In March, Carlson and his colleagues unveiled an open-access
database called VIRION, which has amassed half a million pieces of information
about 9,521 viruses and their 3,692 animal hosts — and is still growing.
Databases such as VIRION are now making it possible to ask more
focused questions about new pandemics. When the COVID pandemic struck, it soon
became clear that it was caused by a new virus called SARS-CoV-2. Carlson, Han
and their colleagues created programs to identify the animals most likely to
harbor relatives of the new coronavirus.
SARS-CoV-2 belongs to a group of species called betacoronaviruses,
which also includes the viruses that caused the SARS (severe acute respiratory
syndrome) and MERS (Middle East respiratory syndrome) epidemics among humans.
For the most part, betacoronaviruses infect bats. When SARS-CoV-2 was
discovered in January 2020, 79 species of bats were known to carry them.

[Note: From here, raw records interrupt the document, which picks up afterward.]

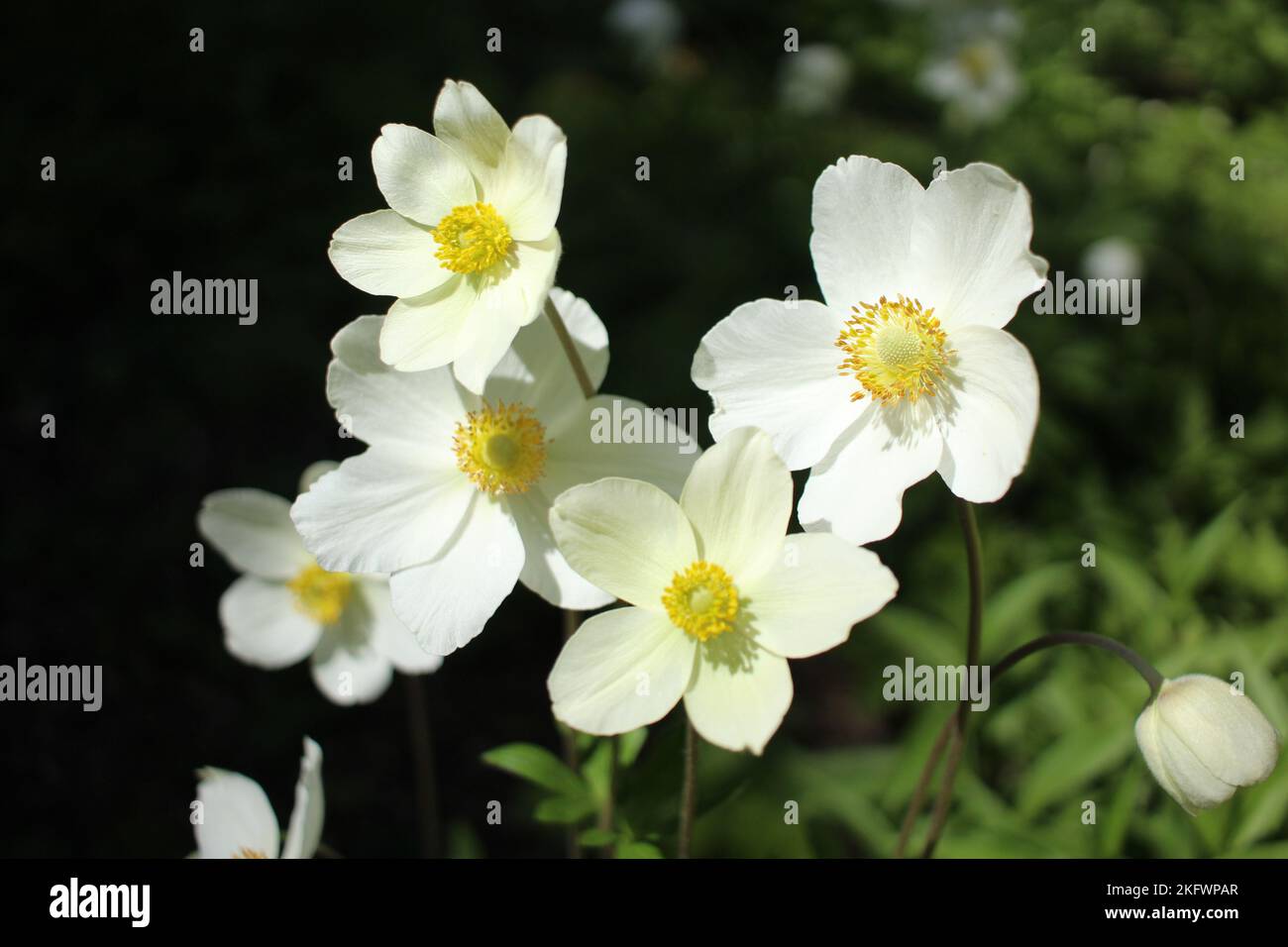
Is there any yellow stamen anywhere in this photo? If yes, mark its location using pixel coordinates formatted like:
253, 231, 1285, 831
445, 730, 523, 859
452, 401, 546, 496
286, 563, 353, 625
662, 559, 738, 642
433, 201, 514, 273
836, 295, 953, 404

But scientists have not systematically searched all 1,447
species of bats for betacoronaviruses, and such a project would take years to
complete.
By feeding biological data about the various types of bats — their
diet, the length of their wings, and so on — into their computer, Carlson, Han
and their colleagues created a model that could offer predictions about the
bats most likely to harbor betacoronaviruses. They found more than 300 species
that fit the bill.
Since that prediction in 2020, researchers have indeed found
betacoronaviruses in 47 species of bats — all of which were on the prediction
lists produced by some of the computer models they had created for their study.
Nardus Mollentze, a computational virus expert at the University
of Glasgow, and his colleagues have pioneered a method that could markedly
increase the accuracy of the models. Rather than looking at a virus’ hosts,
their models look at its genes. A computer can be taught to recognize subtle
features in the genes of viruses that can infect humans.

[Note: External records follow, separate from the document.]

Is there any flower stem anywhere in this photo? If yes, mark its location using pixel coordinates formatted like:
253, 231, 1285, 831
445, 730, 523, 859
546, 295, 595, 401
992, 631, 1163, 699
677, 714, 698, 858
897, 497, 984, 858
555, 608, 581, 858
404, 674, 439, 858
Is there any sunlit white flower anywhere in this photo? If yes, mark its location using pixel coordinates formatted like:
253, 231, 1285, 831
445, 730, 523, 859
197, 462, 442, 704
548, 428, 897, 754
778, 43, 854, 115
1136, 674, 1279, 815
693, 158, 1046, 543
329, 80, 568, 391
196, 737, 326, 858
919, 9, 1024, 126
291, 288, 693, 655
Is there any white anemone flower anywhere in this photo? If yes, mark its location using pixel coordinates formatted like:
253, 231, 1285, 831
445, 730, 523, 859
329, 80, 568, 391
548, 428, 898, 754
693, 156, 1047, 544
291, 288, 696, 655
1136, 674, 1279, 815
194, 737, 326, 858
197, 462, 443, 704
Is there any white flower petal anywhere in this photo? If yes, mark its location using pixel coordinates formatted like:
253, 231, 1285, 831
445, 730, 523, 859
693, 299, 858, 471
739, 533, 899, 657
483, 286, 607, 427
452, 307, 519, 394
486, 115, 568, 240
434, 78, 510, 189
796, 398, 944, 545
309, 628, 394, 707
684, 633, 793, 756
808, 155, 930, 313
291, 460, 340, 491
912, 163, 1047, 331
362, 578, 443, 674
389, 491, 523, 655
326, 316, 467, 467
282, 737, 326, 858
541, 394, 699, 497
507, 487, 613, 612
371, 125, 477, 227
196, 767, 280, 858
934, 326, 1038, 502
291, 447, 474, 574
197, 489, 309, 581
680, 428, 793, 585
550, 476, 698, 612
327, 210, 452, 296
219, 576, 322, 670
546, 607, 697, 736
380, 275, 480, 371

In their first report on this technique, Mollentze and his
colleagues developed a model that could correctly recognize human-infecting
viruses more than 70% of the time. Mollentze can’t yet say why his gene-based
model worked, but he has some ideas. Our cells can recognize foreign genes and
send out an alarm to the immune system. Viruses that can infect our cells may
have the ability to mimic our own DNA as a kind of viral camouflage.
When they applied the model to animal viruses, they came up with
a list of 272 species at high risk of spilling over. That is too many for virus
experts to study in any depth.
“You can only work on so many viruses,” said Emmie de Wit, a
virus expert at Rocky Mountain Laboratories in Hamilton, Montana, who oversees
research on the new coronavirus, influenza and other viruses. “On our end, we
would really need to narrow it down.”
Mollentze acknowledged that he and his colleagues need to find a
way to pinpoint the worst of the worst among animal viruses.
“This is only a start,” he said.
To follow up on his initial study, Mollentze is working with
Carlson and his colleagues to merge data about the genes of viruses with data
related to the biology and ecology of their hosts. The researchers are getting
some promising results from this approach, including the tantalizing mousepox
lead.
De Wit said that machine learning models could some day guide
virus experts like herself to study certain animal viruses.
“There’s definitely a great benefit that’s going to come from
this,” she said.
But she noted that the models so far have focused mainly on a
pathogen’s potential for infecting human cells. Before causing a new human
disease, a virus also has to spread from one person to another and cause
serious symptoms along the way. She is waiting for a new generation of machine
learning models that can make those predictions, too.
“What we really want to know is not necessarily which viruses
can infect humans, but which viruses can cause an outbreak,” she said. “So
that’s really the next step that we need to figure out.”